US companies added 205,000 workers last month, according to the ADP Employment Report. As expected, the gain was well below December’s advance, which was revised up to a 267,000 increase. The numbers still show that the labor market is expanding at a healthy pace, so let’s not lose sight of this fact. But it’s also clear that the trend is slowing, based on the latest downtick in the year-over-year change.
Private payrolls increased 2.0% in January vs. the year-earlier level. That’s still a solid gain, but the latest annual increase marks the lowest year-on-year advance since the summer of 2013. The key takeaway: the annual growth rate continues to decelerate. It’s a slow descent, virtually undetectable in the latest round of numbers. Nonetheless, the slide is ongoing.

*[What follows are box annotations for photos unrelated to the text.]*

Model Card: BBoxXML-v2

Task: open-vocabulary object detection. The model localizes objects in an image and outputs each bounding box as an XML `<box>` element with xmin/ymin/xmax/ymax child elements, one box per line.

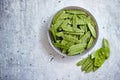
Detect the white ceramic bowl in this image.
<box><xmin>47</xmin><ymin>6</ymin><xmax>99</xmax><ymax>56</ymax></box>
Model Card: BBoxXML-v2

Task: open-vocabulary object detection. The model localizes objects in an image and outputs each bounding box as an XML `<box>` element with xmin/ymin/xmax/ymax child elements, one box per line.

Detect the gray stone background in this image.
<box><xmin>0</xmin><ymin>0</ymin><xmax>120</xmax><ymax>80</ymax></box>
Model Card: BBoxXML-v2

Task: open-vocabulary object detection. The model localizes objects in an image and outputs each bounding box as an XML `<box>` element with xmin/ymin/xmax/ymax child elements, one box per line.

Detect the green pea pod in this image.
<box><xmin>87</xmin><ymin>37</ymin><xmax>94</xmax><ymax>49</ymax></box>
<box><xmin>64</xmin><ymin>30</ymin><xmax>84</xmax><ymax>35</ymax></box>
<box><xmin>94</xmin><ymin>48</ymin><xmax>105</xmax><ymax>67</ymax></box>
<box><xmin>79</xmin><ymin>31</ymin><xmax>91</xmax><ymax>43</ymax></box>
<box><xmin>50</xmin><ymin>27</ymin><xmax>56</xmax><ymax>42</ymax></box>
<box><xmin>68</xmin><ymin>44</ymin><xmax>86</xmax><ymax>56</ymax></box>
<box><xmin>66</xmin><ymin>10</ymin><xmax>87</xmax><ymax>15</ymax></box>
<box><xmin>61</xmin><ymin>40</ymin><xmax>68</xmax><ymax>45</ymax></box>
<box><xmin>87</xmin><ymin>16</ymin><xmax>96</xmax><ymax>27</ymax></box>
<box><xmin>61</xmin><ymin>19</ymin><xmax>73</xmax><ymax>31</ymax></box>
<box><xmin>61</xmin><ymin>13</ymin><xmax>73</xmax><ymax>19</ymax></box>
<box><xmin>86</xmin><ymin>61</ymin><xmax>94</xmax><ymax>73</ymax></box>
<box><xmin>62</xmin><ymin>49</ymin><xmax>67</xmax><ymax>53</ymax></box>
<box><xmin>80</xmin><ymin>25</ymin><xmax>88</xmax><ymax>33</ymax></box>
<box><xmin>84</xmin><ymin>58</ymin><xmax>93</xmax><ymax>72</ymax></box>
<box><xmin>81</xmin><ymin>56</ymin><xmax>91</xmax><ymax>71</ymax></box>
<box><xmin>76</xmin><ymin>16</ymin><xmax>86</xmax><ymax>25</ymax></box>
<box><xmin>62</xmin><ymin>35</ymin><xmax>79</xmax><ymax>43</ymax></box>
<box><xmin>88</xmin><ymin>23</ymin><xmax>96</xmax><ymax>38</ymax></box>
<box><xmin>53</xmin><ymin>10</ymin><xmax>65</xmax><ymax>24</ymax></box>
<box><xmin>76</xmin><ymin>58</ymin><xmax>87</xmax><ymax>66</ymax></box>
<box><xmin>56</xmin><ymin>32</ymin><xmax>64</xmax><ymax>37</ymax></box>
<box><xmin>52</xmin><ymin>20</ymin><xmax>64</xmax><ymax>30</ymax></box>
<box><xmin>53</xmin><ymin>43</ymin><xmax>69</xmax><ymax>49</ymax></box>
<box><xmin>73</xmin><ymin>15</ymin><xmax>78</xmax><ymax>32</ymax></box>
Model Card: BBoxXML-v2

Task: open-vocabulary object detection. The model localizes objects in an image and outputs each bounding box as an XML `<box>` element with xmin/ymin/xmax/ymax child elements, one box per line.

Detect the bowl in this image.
<box><xmin>47</xmin><ymin>6</ymin><xmax>99</xmax><ymax>56</ymax></box>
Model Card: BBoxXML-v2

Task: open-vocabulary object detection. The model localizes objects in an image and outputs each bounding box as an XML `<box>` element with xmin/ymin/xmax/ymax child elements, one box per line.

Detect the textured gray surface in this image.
<box><xmin>0</xmin><ymin>0</ymin><xmax>120</xmax><ymax>80</ymax></box>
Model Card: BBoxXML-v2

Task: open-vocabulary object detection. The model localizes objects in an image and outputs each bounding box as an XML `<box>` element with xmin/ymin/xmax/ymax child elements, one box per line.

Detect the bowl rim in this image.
<box><xmin>47</xmin><ymin>6</ymin><xmax>99</xmax><ymax>57</ymax></box>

Today’s release marks the 13th consecutive month of slightly slower growth in annual terms. The persistent deceleration isn’t particularly troubling at this point, but it’s a reminder that the strongest phase of job growth has probably peaked for this cycle. It’ll be interesting to see if Friday’s official data from the Labor Department for January reveals otherwise, but analysts are expecting a similarly slower but still respectable gain.
The good news is that the numbers still betray few signs of stress for the labor market for the immediate future. “Job growth remains strong despite the turmoil in the global economy and financial markets,” says Mark Zandi, chief economist at Moody’s Analytics, which co-produced today’s ADP data. “Manufacturers and energy companies are reducing payrolls, but job gains across all other industries remain robust. The US economy remains on track to return to full employment by mid-year.”
Maybe so, but the relatively strong growth in payrolls appears to be fading, albeit slightly. There’s no reason why decent gains can’t continue for some time. But for those who believe in a natural aging process for the business cycle that leads to a familiar denouement, today’s update hints at the possibility (likelihood?) that labor-market growth will continue to ease. If so, a critical source of support for economic growth overall will deliver diminishing returns. The effects will be difficult to spot on a month-to-month basis, but the collective drag may become obvious as we move into 2016’s second half. As a result, the macro trend will be modestly more vulnerable to future shocks.
But that’s an issue for another day. Meantime, today’s update offers a degree of relief for the immediate worries that the January economic profile for the US is set to tumble into darkness. Using today’s ADP data as a guide, there’s still no sign of sudden death for the recovery at the kick-off to 2016. On the other hand, the rebound that began in 2009 is beginning to show its age, if only slightly.